4:2:0 is used for SD-DVD, Blu-ray, and now UHD.
But if you think about it, every pixel on the display needs its own color before it can light up! That means before the pixels light up the 4:2:0 coming off the disc has to be raised to 4:4:4. This process -- called Color Upsampling -- happens vertically to go from 4:2:0 to 4:2:2 and horizontally to go from 4:2:2 to 4:4:4. Think of it as a special type of upscaling -- except just for colors! The colors for a given pixel are established by using math on the color values found in the data near that pixel.
So do you want the player to do those two stages of Color Upsampling, or do you want the TV to do it? It's your choice. But it's going to happen one way or another, because every pixel has to have its own color before it can light up: 4:4:4.
(RGB, by the way, is always 4:4:4, in the sense that every pixel gets its own R, G, and B, values which define both its brightness and its color.)
Three components per pixel -- either Y, Cb, and Cr, or R, G, and B. The Color Depth is the number of bits used for each component. So Color Depth 12-bits means 36 bits total per pixel.
But if you send YCbCr 4:2:2 or 4:2:0 over the HDMI cable, the color components aren't being transmitted as often as the luminance (Y) components. So 4K/24 4:2:2 12b is lower bandwidth on the HDMI cable than 4K/24 4:4:4 12b. And 4K/24 4:2:0 12b is lower still!
If you don't mind the display doing the Color Upsampling, sending 4:2:0 or 4:2:2 would be the natural choice because that means less bandwidth on the HDM cable and thus less chance of HDMI signal problems.
But it is possible to SCREW UP Color Upsampling. If the player does it right and the TV does it wrong (in some cases) you'd want the player to do it.
Since we are talking about bugs here, there's little logic to it -- little ability to predict what will happen. You can just try it and SEE if things look better with the player down the Color Upsampling.
If not, send the lower bandwidth format (fewer HDMI problems) and let the TV do the Color Upsampling.
As an added complication, not all TVs will accept all formats. The Player will sort this out during the HDMI handshake -- sending a legal signal that the TV says it can accept -- trying to stay as close as possible to what you TOLD the player to send out. And you can use the on-screen Info displays from the Player to see what's actually happening -- what's actually being sent to the TV.
Then there's Color Depth. SD-DVD and Blu-ray are on disc as 8b. Current UHD discs -- which use HDR-10 for their HDR -- use 10b.

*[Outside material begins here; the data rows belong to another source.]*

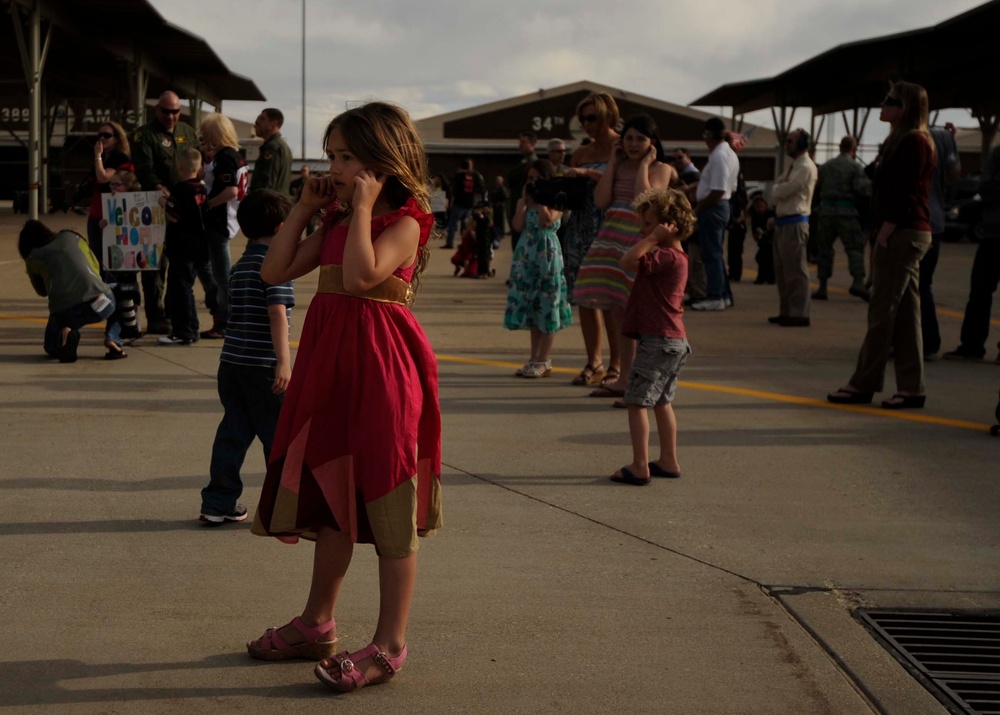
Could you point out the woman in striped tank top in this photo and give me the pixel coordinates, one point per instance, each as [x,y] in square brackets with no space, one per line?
[636,165]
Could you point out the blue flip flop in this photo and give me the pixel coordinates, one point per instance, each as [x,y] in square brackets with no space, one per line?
[626,476]
[655,470]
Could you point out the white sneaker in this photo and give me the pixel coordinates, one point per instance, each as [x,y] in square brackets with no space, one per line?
[171,340]
[709,305]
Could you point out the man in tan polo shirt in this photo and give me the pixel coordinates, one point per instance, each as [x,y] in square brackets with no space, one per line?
[792,195]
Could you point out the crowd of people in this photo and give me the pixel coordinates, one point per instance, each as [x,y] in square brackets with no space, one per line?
[870,209]
[622,247]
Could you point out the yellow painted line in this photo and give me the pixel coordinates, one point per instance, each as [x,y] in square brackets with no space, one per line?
[771,396]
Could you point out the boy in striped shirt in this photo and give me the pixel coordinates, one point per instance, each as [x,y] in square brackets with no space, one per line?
[255,365]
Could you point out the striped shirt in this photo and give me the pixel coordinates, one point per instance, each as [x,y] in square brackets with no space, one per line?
[248,332]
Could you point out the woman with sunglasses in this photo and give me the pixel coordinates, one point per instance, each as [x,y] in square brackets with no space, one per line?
[598,115]
[111,153]
[637,165]
[901,193]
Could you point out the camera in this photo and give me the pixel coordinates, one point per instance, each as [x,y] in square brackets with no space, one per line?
[564,192]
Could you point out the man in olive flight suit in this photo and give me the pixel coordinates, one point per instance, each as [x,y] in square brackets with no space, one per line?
[156,149]
[273,168]
[842,182]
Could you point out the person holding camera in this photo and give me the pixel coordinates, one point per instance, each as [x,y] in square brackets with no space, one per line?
[636,165]
[598,115]
[536,299]
[792,195]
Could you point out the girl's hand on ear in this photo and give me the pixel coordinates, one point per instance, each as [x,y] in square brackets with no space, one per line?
[367,187]
[317,192]
[649,157]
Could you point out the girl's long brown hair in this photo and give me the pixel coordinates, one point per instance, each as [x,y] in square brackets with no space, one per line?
[913,116]
[383,138]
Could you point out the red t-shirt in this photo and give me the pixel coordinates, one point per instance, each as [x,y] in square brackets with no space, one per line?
[656,304]
[903,184]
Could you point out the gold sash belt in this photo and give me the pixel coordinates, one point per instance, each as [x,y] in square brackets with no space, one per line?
[391,290]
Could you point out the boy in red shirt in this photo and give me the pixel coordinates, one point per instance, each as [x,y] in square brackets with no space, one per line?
[654,316]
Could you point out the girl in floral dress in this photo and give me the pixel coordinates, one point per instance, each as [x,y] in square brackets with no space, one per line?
[537,296]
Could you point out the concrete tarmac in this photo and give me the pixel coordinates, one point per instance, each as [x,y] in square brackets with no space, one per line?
[550,589]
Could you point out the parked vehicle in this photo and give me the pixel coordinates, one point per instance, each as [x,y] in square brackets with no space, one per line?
[963,211]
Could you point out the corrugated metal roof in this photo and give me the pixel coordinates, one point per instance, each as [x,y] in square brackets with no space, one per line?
[90,53]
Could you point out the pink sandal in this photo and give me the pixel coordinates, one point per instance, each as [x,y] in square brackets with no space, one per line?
[349,677]
[271,646]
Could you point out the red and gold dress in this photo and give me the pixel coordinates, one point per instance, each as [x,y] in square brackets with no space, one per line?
[358,442]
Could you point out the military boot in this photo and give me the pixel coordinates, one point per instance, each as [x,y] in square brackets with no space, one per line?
[858,289]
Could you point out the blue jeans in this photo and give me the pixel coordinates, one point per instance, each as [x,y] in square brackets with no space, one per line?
[218,256]
[712,224]
[456,218]
[251,411]
[179,301]
[75,318]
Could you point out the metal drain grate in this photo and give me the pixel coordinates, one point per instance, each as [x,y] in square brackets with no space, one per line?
[956,655]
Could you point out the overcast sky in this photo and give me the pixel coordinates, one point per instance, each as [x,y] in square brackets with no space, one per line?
[435,57]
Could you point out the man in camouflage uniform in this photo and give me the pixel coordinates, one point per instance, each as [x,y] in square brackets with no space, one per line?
[156,150]
[273,168]
[841,183]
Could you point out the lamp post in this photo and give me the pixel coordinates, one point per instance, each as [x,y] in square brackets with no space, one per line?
[303,154]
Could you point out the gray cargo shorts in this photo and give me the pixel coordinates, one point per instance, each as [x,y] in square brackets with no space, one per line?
[657,365]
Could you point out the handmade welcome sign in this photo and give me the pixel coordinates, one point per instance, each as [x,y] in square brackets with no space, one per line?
[135,230]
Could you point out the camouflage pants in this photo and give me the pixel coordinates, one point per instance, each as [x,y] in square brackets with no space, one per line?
[848,230]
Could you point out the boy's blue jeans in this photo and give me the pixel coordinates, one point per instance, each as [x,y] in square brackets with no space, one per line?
[251,411]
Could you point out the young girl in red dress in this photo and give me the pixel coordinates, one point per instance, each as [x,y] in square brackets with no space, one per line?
[357,451]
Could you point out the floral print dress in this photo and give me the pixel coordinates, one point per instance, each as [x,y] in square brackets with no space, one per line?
[537,295]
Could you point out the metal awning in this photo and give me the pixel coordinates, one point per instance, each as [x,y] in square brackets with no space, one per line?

So why use 12b? Where would the extra bits COME FROM? Well where they come from is ROUNDING in the video processing. As such the real difference in 12b vs 10b *SHOULD* be subtle. But now we are back to bugs. Some displays will handle 12b better than 10b -- just a characteristic of how they process video. Other displays will receive 12b and immediately strip off the low order bits turning it into 10b. For those displays, sending 12b is a waste of bandwidth.
Confused yet? Then I suggest you start with the AUTO settings for Resolution, Color Space and Color Depth then, until you have time to experiment and see if you find reason to prefer something different.